Thomas Goldmann
· 25.11.2022
Das Jahr 2022 ist eine Zäsur im Profi-Radsport. Zahlreiche Stars beenden ihre Karriere - wie Philippe Gilbert. TOUR blickt zurück auf die größten Erfolge und die Karriere des Belgiers.
Bei Paris-Tours hat Philippe Gilbert sein letztes Radrennen als Profi bestritten. Mit 40 Jahren ist Schluss für den belgischen Ausnahmefahrer, der in seiner 20-jährigen Laufbahn 80 Siege* einfahren konnte.
2002 wurde der im wallonischen Teil Belgiens geborene Gilbert Stagiaire - also Praktikant - bei Francaise des Jeux und 2003 Profi beim französischen Team, das heute Groupama-FDJ heißt.
Gilbert spezialisierte sich auf die Eintagesrennen. Es dauerte allerdings bis 2006, ehe er bei Omloop Het Volk (heute Omloop Het Nieuwsblad) einen ersten großen Sieg einfahren konnte. 2008 folgte Paris-Tours - noch im Trikot von Francaise des Jeux. 2009 ging Gilbert zu Silence-Lotto, dem Vorläufer der heutigen Lotto-Soudal-Mannschaft (ab 2023 Lotto-Dstny). Dort mauserte er sich zu einem der besten Klassikerjäger. 2009 gewann er die Lombardei-Rundfahrt und damit erstmals eines der fünf Monumente des Radsports.

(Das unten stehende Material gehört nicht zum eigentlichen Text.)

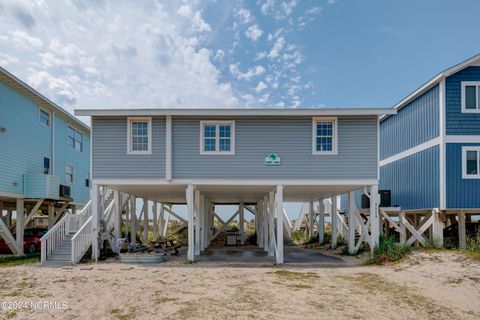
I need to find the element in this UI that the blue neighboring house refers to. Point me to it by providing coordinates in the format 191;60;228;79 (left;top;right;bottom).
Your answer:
0;68;90;253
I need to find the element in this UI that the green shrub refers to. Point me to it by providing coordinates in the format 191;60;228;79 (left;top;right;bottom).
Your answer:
367;236;412;265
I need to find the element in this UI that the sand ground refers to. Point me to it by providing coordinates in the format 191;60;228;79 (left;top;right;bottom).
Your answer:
0;252;480;319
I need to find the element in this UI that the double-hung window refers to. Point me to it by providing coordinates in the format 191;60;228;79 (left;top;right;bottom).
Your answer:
462;81;480;113
65;164;74;183
462;147;480;179
128;117;152;155
67;126;83;152
312;118;338;155
39;108;50;127
200;121;235;155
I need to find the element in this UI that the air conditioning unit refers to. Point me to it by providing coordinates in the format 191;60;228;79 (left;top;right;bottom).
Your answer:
60;184;71;197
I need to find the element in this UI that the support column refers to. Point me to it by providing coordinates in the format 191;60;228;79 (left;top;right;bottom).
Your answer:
47;203;55;230
238;202;245;246
308;201;315;238
370;184;380;253
15;199;25;256
318;199;325;244
268;191;275;257
186;184;195;262
458;211;467;250
113;191;122;253
275;185;283;264
130;196;137;244
91;184;101;262
432;209;444;248
142;198;149;245
194;190;200;256
330;196;338;249
348;191;356;254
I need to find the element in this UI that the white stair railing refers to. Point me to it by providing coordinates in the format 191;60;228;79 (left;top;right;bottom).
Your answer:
72;216;92;265
40;213;72;263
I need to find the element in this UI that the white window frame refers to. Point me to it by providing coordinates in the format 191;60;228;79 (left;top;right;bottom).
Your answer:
462;146;480;179
461;81;480;113
38;107;52;128
127;117;152;155
65;163;75;184
312;117;338;156
200;120;235;156
67;125;85;152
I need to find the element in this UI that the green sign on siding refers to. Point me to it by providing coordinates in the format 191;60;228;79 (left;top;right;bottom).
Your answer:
265;153;280;166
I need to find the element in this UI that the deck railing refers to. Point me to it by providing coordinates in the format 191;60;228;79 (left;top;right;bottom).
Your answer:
40;213;72;263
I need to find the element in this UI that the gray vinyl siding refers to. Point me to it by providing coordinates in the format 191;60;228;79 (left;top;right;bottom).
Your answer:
172;117;377;179
92;117;165;179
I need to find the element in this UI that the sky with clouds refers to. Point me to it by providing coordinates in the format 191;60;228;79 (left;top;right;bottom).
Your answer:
0;0;480;120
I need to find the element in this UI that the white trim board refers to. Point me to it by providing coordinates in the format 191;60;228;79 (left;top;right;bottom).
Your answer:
75;108;397;117
380;137;440;167
92;179;378;186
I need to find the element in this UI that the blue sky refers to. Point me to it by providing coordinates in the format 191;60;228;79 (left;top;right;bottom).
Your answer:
0;0;480;119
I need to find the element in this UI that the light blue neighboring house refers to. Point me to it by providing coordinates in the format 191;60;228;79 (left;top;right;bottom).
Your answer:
0;68;90;253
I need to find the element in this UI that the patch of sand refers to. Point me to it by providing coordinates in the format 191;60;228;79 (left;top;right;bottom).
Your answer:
0;252;480;319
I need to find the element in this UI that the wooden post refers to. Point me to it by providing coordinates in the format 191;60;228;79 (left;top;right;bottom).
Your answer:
113;191;122;253
152;201;158;241
318;199;325;244
186;184;195;262
268;191;275;257
130;196;137;244
308;201;315;238
432;209;443;248
458;211;467;250
398;211;407;244
194;190;200;256
370;184;380;253
275;185;283;264
238;202;245;246
142;198;150;245
330;196;338;249
91;184;102;262
15;199;25;256
348;191;356;254
262;196;270;253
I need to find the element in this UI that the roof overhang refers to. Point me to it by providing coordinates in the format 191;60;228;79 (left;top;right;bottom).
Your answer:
75;108;397;117
0;67;90;132
382;54;480;119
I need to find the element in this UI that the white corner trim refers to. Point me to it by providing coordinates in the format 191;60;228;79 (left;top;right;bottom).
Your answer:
380;137;440;167
199;120;235;156
127;117;153;155
438;79;447;209
312;117;338;156
460;81;480;113
165;115;172;180
462;146;480;179
445;135;480;143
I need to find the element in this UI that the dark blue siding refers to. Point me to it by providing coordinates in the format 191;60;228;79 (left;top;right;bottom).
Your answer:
380;85;439;160
445;67;480;135
379;146;440;210
446;143;480;209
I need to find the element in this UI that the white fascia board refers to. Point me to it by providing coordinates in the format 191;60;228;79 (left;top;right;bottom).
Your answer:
75;108;397;117
380;137;440;167
92;179;378;186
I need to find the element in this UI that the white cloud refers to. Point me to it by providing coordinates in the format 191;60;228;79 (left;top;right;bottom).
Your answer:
229;64;265;81
9;30;43;49
268;37;285;59
245;24;263;41
234;8;253;23
255;81;268;93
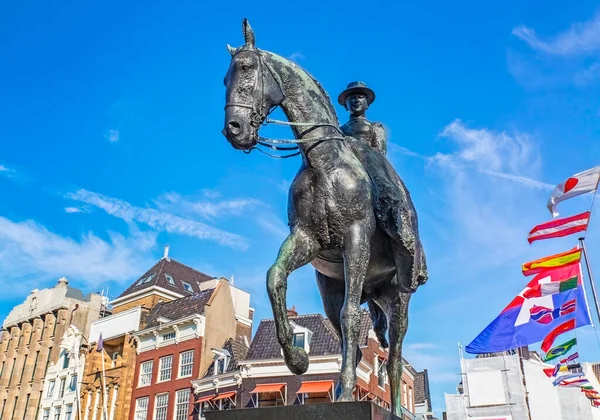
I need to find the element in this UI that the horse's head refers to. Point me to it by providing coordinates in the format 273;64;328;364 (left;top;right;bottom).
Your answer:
223;19;284;150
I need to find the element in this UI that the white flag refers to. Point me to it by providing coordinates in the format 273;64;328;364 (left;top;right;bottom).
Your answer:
548;166;600;217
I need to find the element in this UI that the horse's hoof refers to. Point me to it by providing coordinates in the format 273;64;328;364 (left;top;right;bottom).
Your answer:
284;347;308;375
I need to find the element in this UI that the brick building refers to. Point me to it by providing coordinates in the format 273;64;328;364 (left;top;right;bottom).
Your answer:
0;278;103;420
193;312;417;419
129;279;252;420
81;253;223;420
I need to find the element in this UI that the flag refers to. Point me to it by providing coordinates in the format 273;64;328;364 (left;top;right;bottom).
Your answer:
541;318;575;356
524;276;579;298
529;296;577;324
96;333;104;352
547;166;600;217
560;351;579;365
527;211;591;243
544;338;577;364
465;264;591;354
523;247;581;276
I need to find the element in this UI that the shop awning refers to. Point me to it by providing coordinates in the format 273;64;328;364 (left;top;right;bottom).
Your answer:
196;394;215;403
297;381;333;394
212;391;236;401
250;384;285;394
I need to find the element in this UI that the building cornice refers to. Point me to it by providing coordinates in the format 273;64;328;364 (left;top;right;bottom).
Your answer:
110;285;185;307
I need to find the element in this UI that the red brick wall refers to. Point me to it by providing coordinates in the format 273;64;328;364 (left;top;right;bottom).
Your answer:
129;338;202;420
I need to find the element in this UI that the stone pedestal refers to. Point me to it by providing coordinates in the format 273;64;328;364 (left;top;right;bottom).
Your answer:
204;401;400;420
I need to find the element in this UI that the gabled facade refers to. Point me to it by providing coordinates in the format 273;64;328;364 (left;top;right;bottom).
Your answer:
80;253;221;420
0;278;103;420
39;325;86;420
194;312;416;419
129;279;248;420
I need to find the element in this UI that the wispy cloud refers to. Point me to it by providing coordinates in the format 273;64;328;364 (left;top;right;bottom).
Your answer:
67;189;248;250
0;216;156;298
104;130;121;143
426;119;553;190
155;192;263;218
65;207;86;213
512;13;600;56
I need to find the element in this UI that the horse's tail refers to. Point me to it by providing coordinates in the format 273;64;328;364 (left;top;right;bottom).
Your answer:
367;300;388;349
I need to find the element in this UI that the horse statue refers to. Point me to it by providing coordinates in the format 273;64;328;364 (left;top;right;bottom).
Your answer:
223;19;427;416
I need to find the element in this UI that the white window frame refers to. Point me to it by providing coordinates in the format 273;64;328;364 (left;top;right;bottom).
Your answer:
156;355;173;383
173;388;190;420
178;350;194;378
134;397;150;420
138;360;154;388
46;379;56;398
152;392;169;420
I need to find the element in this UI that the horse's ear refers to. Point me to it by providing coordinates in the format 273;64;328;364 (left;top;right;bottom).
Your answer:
242;18;256;48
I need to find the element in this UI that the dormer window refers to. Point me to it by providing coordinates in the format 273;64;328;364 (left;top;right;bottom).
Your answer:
293;332;305;348
165;273;175;286
212;349;231;375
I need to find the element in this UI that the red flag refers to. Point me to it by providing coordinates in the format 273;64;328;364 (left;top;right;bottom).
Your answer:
542;319;575;353
527;211;591;243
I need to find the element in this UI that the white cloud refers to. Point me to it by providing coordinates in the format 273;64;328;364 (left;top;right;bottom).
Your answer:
155;191;263;218
428;119;553;189
104;130;121;143
65;207;85;213
0;216;156;298
512;14;600;56
67;189;248;250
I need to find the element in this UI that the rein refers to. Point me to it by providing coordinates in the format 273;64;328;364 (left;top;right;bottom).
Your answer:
225;49;345;159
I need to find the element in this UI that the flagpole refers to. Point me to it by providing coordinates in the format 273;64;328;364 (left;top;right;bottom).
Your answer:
579;237;600;322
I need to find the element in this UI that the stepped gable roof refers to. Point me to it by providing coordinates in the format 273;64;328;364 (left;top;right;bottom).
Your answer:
146;288;217;328
246;314;341;360
117;258;214;299
204;337;248;377
415;369;431;411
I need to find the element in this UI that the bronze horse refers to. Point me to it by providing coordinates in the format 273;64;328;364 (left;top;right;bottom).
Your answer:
223;19;427;415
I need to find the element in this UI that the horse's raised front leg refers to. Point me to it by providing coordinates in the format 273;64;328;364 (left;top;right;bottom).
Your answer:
383;289;411;418
267;229;320;375
339;223;374;401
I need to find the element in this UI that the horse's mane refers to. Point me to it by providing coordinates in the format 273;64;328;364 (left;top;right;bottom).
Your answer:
262;50;340;125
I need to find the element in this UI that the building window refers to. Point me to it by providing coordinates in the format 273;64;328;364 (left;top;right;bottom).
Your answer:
175;388;190;420
165;273;175;286
69;375;77;392
138;360;154;387
293;333;304;348
30;350;40;381
58;378;67;398
163;332;175;341
46;380;56;397
179;350;194;378
134;397;148;420
375;356;387;388
154;394;169;420
63;353;69;369
65;404;73;420
158;356;173;382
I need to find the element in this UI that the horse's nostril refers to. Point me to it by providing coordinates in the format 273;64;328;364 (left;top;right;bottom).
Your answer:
227;120;241;136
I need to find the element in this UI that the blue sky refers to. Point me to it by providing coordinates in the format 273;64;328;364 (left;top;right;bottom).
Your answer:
0;1;600;413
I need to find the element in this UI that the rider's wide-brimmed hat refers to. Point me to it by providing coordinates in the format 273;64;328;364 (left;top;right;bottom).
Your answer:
338;82;375;108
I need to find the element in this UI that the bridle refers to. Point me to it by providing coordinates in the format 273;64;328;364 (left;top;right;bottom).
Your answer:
225;48;345;159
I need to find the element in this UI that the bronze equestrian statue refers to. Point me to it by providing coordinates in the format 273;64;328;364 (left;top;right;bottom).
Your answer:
223;19;427;416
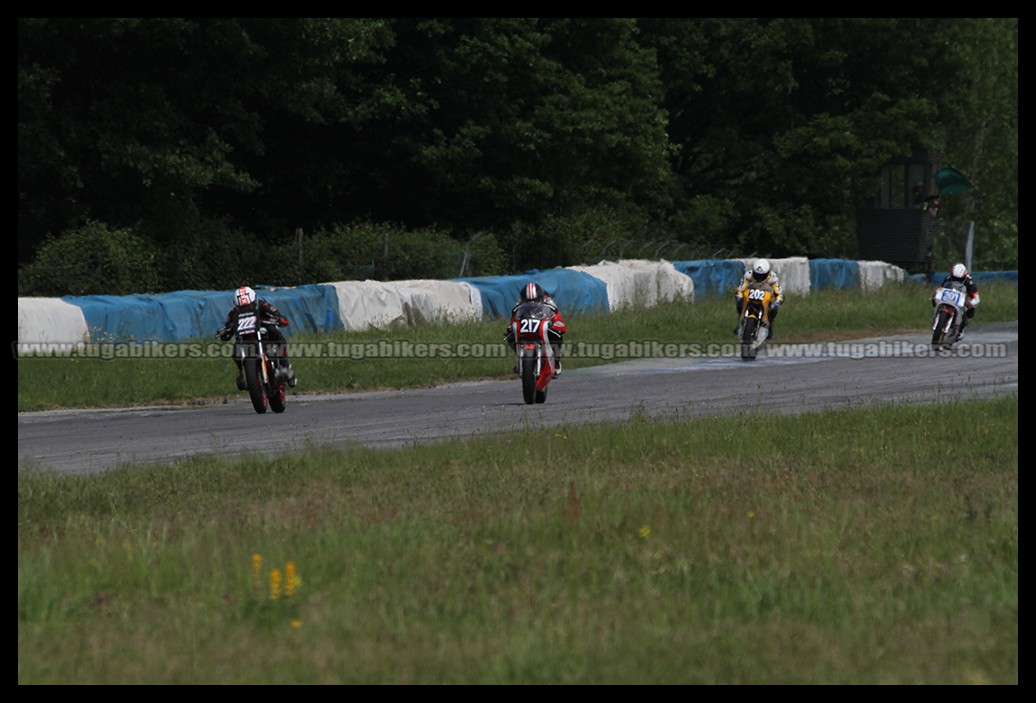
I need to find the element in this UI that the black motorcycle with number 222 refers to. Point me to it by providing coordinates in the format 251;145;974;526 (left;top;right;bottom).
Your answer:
234;312;285;413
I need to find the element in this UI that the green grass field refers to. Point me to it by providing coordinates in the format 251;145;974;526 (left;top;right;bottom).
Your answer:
18;286;1018;684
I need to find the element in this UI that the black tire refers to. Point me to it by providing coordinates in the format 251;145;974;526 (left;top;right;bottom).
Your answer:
266;362;285;412
244;358;266;414
521;349;536;405
741;317;759;361
931;310;950;349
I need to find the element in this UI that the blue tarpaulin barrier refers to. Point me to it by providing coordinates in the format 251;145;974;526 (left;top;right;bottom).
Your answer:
452;268;608;318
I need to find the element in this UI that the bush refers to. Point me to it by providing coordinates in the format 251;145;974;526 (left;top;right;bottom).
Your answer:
278;223;503;283
18;221;160;297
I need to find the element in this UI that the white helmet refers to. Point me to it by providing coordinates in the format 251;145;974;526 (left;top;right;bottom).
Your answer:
234;286;256;307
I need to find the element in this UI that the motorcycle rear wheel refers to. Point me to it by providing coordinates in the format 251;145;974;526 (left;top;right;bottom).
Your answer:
931;310;950;349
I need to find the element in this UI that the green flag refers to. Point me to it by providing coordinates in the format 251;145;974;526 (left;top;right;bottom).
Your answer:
936;166;975;198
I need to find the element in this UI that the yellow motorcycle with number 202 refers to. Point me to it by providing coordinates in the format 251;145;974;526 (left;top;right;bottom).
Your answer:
738;283;776;361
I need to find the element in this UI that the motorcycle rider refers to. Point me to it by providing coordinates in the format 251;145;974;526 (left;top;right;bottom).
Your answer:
503;281;569;378
733;259;784;340
215;286;298;390
931;263;979;342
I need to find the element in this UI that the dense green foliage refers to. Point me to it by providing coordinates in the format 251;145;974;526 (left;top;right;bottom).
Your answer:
18;18;1018;295
17;394;1019;684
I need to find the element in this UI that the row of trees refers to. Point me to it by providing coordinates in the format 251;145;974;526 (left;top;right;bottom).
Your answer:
18;18;1017;295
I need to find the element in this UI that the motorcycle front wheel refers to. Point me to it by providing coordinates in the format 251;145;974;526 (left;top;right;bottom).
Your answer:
741;317;759;361
931;310;950;349
266;367;285;412
521;349;536;405
244;358;266;414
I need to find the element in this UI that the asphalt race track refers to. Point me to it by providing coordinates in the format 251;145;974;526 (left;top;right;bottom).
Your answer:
18;322;1018;474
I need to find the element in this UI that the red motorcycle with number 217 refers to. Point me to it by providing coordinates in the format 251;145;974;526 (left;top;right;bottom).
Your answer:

Sein erfolgreichstes Jahr bei Lotto war 2011, als er binnen einer Woche Amstel Gold Race, Fleche-Wallone und Lüttich-Bastogne-Lüttich für sich entschied. Dieses Ardennen-Triple in einem Jahr war zuvor nur Davide Rebellin gelungen. Im Spätsommer 2011 folgte bei der Clasica San Sebastian ein weiterer großer Erfolg. Ende des Jahres 2011 wurde Gilbert mit dem Velo d’Or ausgezeichnet, dem goldenen Fahrrad für den besten Fahrer des Jahres.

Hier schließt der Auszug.